Mesela; adam corona oldu ve öldü. Şimdi bu adamı korona mikrobu mu öldürdü, yoksa Allah mı? Öldüren Allah'tır, mikrobun ne haddine Allah demeden bir adam öldürmek... Amma bu dünyada her iş sebeplerle olur. Sana düşen o sebebin üstünde Cenabı Hakk'ın tasarrufunu görmektir. Yoksa sebeplerden korkar ve sebeplere yalvarmaya başlarsın. Bu ise dünya hayatında tam bir Cehennemi vaziyettir. Herkesten ve Herşeyden korkar, her şeye ve herkese dilenci olursun. İyi anla...Allah demeden bir yaprak düşmez. Enam suresi.
***
2151. İslamiyet laf değildir, fiiliyattır. Hani bazen alacağın var ödeyemiyor, Silivermektir. Bazen kış günü fakir komşunun çocuğu ayakkabısızdır, ayakkabı alıvermektir, bazen komşu odun kömür alamamış, soğukta üşümektedir, ona odun kömür alıvermektir. Bazen sana herkes kızacağını bildiğin halde Hakkı haykırmaktır, zulmeden zalim idareciye karşı çıkıp yüzüne karşı hakkı söylemektir. Asla kimsenin hakkını yememek ile beraber elinden geldiği kadar başkasının hakkını yenmesine engel olmaktır, vesaire vesaire....

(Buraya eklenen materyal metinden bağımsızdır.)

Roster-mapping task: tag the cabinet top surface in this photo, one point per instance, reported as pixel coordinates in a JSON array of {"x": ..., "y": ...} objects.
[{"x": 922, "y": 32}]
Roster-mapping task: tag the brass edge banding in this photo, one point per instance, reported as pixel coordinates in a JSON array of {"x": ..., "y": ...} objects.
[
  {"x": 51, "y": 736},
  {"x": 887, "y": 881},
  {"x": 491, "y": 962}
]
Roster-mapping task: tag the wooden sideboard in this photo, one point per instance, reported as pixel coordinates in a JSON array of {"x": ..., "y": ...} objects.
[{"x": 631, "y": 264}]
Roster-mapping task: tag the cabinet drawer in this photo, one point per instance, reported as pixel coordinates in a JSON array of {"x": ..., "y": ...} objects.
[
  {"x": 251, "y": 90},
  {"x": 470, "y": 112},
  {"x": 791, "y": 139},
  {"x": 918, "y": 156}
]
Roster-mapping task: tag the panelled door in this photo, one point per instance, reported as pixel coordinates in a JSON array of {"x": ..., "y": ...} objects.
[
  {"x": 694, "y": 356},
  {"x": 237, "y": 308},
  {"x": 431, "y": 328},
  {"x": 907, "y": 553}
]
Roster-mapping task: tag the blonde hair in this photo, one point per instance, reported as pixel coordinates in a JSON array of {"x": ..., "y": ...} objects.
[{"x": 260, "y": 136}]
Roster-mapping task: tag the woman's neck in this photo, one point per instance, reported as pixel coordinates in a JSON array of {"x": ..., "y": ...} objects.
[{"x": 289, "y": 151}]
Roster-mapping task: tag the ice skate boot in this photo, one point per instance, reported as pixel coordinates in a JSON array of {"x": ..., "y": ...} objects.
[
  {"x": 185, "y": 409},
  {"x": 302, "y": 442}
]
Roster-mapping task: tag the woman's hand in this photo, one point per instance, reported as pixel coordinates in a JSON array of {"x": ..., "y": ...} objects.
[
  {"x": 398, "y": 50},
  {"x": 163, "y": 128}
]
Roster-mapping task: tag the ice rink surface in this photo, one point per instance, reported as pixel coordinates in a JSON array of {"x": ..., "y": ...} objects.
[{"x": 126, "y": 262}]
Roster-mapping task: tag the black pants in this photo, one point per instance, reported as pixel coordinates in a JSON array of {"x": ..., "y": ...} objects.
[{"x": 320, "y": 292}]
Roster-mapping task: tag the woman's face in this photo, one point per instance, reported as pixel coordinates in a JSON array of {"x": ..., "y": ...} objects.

Yani islamiyet fiilen yaşamak ile olur, Lafla değil. lafla müslümanlık kolaydır, fiilen Müslüman olmak zordur.
***
2152. Her Asrın alimi ayrı olur. Çünkü her asrın insanı farklıdır. Onlara onların dilinden anlayacak ve onların anlayacağı şekilde İslam'ı kur'an-ı hadisleri anlatacak yeni alimlere ihtiyaç olur.
***
2153. İnanılır gibi değil. Bu hayatın sahibi peygamberler göndersin, dinleme! Emir ve yasaklarını bildirdiği Kur'an'ı bir defa okuma! Hatta o Emir ve yasakların tatbikini dünya çapında yasakla! Sonra da dünyada rahat edeceğim diye bekle....
Daha çok beklersin. Asıl sen ahirete seni bekleyen azapları düşünsen iyi edersin. Cehennem öfke ile seni bekliyor.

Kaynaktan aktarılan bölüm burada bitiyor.